The best strategy for A3000 multiprocessing would be to have the 68040 off
the main (shared) bus as often as possible, while the 68030 does whatever
I/O operations it can handle.  The large 68040 cache makes this a somewhat
natural event anyway, but either private 68040 memory or a large external
cache on an '040 coprocessor board would improve this considerably.

>		    -MH		


-- 
Dave Haynie Commodore-Amiga (Amiga 3000) "The Crew That Never Rests"
   {uunet|pyramid|rutgers}!cbmvax!daveh      PLINK: hazy     BIX: hazy
	"What works for me might work for you"	-Jimmy Buffett

jmarvin@oracle.oracle.com (John W. Marvin) (02/01/91)

AT&T is already working on a parallel version of V.4, building
on technology from Sequent and Mach, I've read.  C= should, IMHO,
just work on getting V.4 to work right and let AT&T (or is it UI?)
solve the parallel problems.  Is the future of Sys V in micro-kernals?
Stay tuned!


*******************************************************************
* John W. S. Marvin             * There are times when the wolves *
* Oracle Multimedia Development * are silent, and the moon is     *
* jmarvin@oracle.com            * howling...                      *
*******************************************************************

rblewitt@sdcc6.ucsd.edu (Richard Blewitt) (02/02/91)

In article <18407@cbmvax.commodore.com> daveh@cbmvax.commodore.com (Dave Haynie) writes:
>
>The best strategy for A3000 multiprocessing would be to have the 68040 off
>the main (shared) bus as often as possible, while the 68030 does whatever
>I/O operations it can handle.  The large 68040 cache makes this a somewhat
>natural event anyway, but either private 68040 memory or a large external
>cache on an '040 coprocessor board would improve this considerably.

So Dave, just when will you be done with this board.  I know,
non-disclosure :(  So finish it quick so it can be released, and we
can get it.

Rick

david@twg.com (David S. Herron) (02/15/91)

In article <1991Feb1.021357.15863@oracle.com> jmarvin@oracle.com (John W. Marvin) writes:
>AT&T is already working on a parallel version of V.4, building
>on technology from Sequent and Mach, I've read.

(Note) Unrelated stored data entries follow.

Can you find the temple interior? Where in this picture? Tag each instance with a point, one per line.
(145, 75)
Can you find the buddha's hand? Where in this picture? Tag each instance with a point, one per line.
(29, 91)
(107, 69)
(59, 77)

Yes, this was stated here a few days ago by a person at Sequent.
This will be good .. in a former job I sysadminn'd a Sequent and
the multiprocessing support they have is really really good.  (Their
(Sequent's) networking software wasn't so hot, but then you can't
have everything, eh?)

The downside is that the multiprocessing System V isn't supposed to be
"out" until 1992.  Does this really mean 1993?  Sigh...

>  C= should, IMHO,
>just work on getting V.4 to work right and let AT&T (or is it UI?)
>solve the parallel problems.  Is the future of Sys V in micro-kernals?
>Stay tuned!

You're right.. converting Unix to multi-processing isn't easy.  There's
all those references to "u", and all those algorithms that don't lock
their data structures, etc etc ...

-- 
<- David Herron, an MMDF & WIN/MHS guy, <david@twg.com>
<- Formerly: David Herron -- NonResident E-Mail Hack <david@ms.uky.edu>
<-
<-	MS-DOS ... The ultimate computer virus.